My question is the carbide dies. Are these the best for pistol reloading? Also,I thought I read that you do not lube cases with the carbide dies. Is that correct?

Any other differences/similarities in rifle reloading and handgun reloading that will help me along would be appreciated.

Thanks a bunch!


----------



## People (Jan 17, 2005)

With hand gun cassings you do not have to use lube. I just polish and wipe them off to get the dust off of them. Then at that point you are good to go. In my book they are worth the extra cost.

Chuck Norris brushes his teeth with a mixture of iron shavings, industrial paint remover, and wood-grain alcohol.


----------



## Plainsman (Jul 30, 2003)

All my pistol dies are carbide. It sure speeds things up when you don't have to lube, and you don't need to wipe off lube. The other thing is you will find pistol dies are a three die set. The difference is you will find a die to expand the mouth to accept the bullet. Don't overdo it. Bell the mouth just enough to accept the bullet. With lead bullets you will have to bell slightly more so that you don't shave lead off the edge of the bullet as you seat it.


----------



## rasmusse (Oct 24, 2006)

Carbide dies are only for straight walled cases, like most, but not all pistol cartridges; e.g. .357 Sig and 7.62x25 Tokarev.


----------



## Fallguy (Jan 23, 2004)

Plainsman

A question with things now that I will have 3 dies:

With my rifle I do the following in this order: deprime and resize the cases, trim the cases and deburr them, prime them, charge them with powder, and seat the bullet.

With pistol, where would this expanding of the mouth come in?
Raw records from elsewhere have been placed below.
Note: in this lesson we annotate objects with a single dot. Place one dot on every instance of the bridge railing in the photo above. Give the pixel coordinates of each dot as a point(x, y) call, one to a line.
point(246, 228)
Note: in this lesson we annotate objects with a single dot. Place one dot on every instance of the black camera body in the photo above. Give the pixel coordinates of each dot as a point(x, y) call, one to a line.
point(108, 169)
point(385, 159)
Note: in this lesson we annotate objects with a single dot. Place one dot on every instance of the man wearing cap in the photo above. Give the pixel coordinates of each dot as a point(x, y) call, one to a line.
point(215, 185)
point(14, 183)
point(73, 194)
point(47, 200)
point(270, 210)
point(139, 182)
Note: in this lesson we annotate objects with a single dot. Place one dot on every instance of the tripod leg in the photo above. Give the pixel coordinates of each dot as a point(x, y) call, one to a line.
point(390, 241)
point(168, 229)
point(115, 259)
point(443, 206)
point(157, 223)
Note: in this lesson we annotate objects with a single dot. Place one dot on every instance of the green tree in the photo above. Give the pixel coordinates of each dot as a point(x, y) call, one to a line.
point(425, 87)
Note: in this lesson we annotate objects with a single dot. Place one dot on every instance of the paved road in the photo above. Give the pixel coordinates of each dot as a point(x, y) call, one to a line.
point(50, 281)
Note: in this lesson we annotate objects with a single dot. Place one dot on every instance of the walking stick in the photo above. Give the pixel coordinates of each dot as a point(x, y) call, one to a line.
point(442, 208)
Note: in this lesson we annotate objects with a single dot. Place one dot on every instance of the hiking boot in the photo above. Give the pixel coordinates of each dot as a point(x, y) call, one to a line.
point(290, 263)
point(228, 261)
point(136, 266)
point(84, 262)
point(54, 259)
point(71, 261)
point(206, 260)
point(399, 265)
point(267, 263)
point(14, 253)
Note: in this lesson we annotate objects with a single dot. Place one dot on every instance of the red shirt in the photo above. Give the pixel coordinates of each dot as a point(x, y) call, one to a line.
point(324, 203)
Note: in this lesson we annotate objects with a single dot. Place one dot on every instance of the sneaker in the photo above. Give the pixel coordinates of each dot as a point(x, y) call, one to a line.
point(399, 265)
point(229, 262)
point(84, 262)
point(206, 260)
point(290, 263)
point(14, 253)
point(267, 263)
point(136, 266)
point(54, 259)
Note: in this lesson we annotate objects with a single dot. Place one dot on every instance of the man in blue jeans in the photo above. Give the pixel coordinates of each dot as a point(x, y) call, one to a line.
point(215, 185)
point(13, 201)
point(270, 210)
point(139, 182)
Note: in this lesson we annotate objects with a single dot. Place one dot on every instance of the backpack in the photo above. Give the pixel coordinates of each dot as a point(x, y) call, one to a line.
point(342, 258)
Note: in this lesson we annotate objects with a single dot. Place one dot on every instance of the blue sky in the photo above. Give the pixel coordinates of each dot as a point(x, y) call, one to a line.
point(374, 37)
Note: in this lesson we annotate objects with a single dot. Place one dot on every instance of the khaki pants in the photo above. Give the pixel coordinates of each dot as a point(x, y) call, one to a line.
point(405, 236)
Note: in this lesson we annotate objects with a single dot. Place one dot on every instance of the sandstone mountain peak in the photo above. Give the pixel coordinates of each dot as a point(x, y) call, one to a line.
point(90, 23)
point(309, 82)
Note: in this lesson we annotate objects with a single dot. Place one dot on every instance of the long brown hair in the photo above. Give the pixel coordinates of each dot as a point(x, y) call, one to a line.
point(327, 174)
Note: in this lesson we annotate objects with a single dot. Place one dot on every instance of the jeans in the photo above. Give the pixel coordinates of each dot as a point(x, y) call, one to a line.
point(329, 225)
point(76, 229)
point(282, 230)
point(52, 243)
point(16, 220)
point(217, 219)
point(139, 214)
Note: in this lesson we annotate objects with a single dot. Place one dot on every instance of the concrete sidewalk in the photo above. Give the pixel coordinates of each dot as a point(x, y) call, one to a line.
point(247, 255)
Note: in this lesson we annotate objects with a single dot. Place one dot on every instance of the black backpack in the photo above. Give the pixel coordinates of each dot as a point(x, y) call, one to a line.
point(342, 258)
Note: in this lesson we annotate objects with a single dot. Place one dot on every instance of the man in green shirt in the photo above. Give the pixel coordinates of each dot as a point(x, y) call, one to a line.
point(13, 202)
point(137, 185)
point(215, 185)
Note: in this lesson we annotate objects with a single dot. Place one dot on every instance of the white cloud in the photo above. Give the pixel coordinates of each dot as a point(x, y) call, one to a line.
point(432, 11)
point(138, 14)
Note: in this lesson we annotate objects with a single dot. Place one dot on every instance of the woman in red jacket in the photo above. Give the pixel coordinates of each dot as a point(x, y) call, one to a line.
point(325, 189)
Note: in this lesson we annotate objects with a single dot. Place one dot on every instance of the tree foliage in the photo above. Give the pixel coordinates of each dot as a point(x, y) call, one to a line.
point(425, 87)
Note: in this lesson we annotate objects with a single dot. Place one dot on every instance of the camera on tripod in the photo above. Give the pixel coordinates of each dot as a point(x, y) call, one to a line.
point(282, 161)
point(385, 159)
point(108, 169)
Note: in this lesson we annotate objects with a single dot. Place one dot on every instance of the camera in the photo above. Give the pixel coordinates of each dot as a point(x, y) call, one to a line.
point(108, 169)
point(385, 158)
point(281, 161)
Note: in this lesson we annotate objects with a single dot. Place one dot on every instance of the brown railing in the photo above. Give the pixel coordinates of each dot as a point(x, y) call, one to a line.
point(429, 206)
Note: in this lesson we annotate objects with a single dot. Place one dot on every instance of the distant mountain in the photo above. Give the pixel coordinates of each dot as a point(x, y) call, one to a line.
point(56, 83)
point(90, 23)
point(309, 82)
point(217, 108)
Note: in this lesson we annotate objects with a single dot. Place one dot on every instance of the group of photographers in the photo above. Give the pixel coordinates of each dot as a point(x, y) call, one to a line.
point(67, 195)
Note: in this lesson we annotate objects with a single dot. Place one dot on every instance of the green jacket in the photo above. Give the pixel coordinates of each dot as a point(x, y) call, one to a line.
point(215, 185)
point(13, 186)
Is this done before trimming and deburring, after trimming and deburring, or do you even have to trim and debur?

I use the Lee Brand tools for trimming where I use my Craftsman drill and do it that way with the lock stud and cutter. I am also using an RCBS Deburring tool with the drill.

Thanks.


----------



## rasmusse (Oct 24, 2006)

I use Lee carbide dies for .38 Special, .357 Mag, .44 Mag and .45 Long Colt. The expander die is also the "powder thru" die and therefore serves two purposes. I also use the Lee auto disk powder measure to really simplify the process.

With straight wall cases like .45 ACP and 9mm Parabellum you should not have to do a lot of trimming and de-burring unless you are really into competitive shooting. There is not too much case stretch in my cases, but then, I shoot revolvers so your mileage may vary.


----------



## Swifty56 (Sep 14, 2009)

Carbide dies are very nice indeed. In my experience with straight wall pistol cases, usually the case splits from working the brass too many times, before there is enough stretch to warrant trimming. I have never had to trim a 45 ACP in the 20 some years I have been shooting and reloading for the caliber. I use a progressive press for pistol rounds as it makes loading a batch of 200 or 300 alot quicker. Case mouth belling takes place after the the priming step, it is rather an important step as too much bell, the bullet will not be crimped correctly allowing for loose fit. too little and the case will either crumple, or it will shave a little meat off the slug. For 45 ACP and 9 MM a taper crimp die is prefered as it allows for better feeding and extraction, but does not compress the case enough to stop it from proper headspacing on the mouth.

Swifty


----------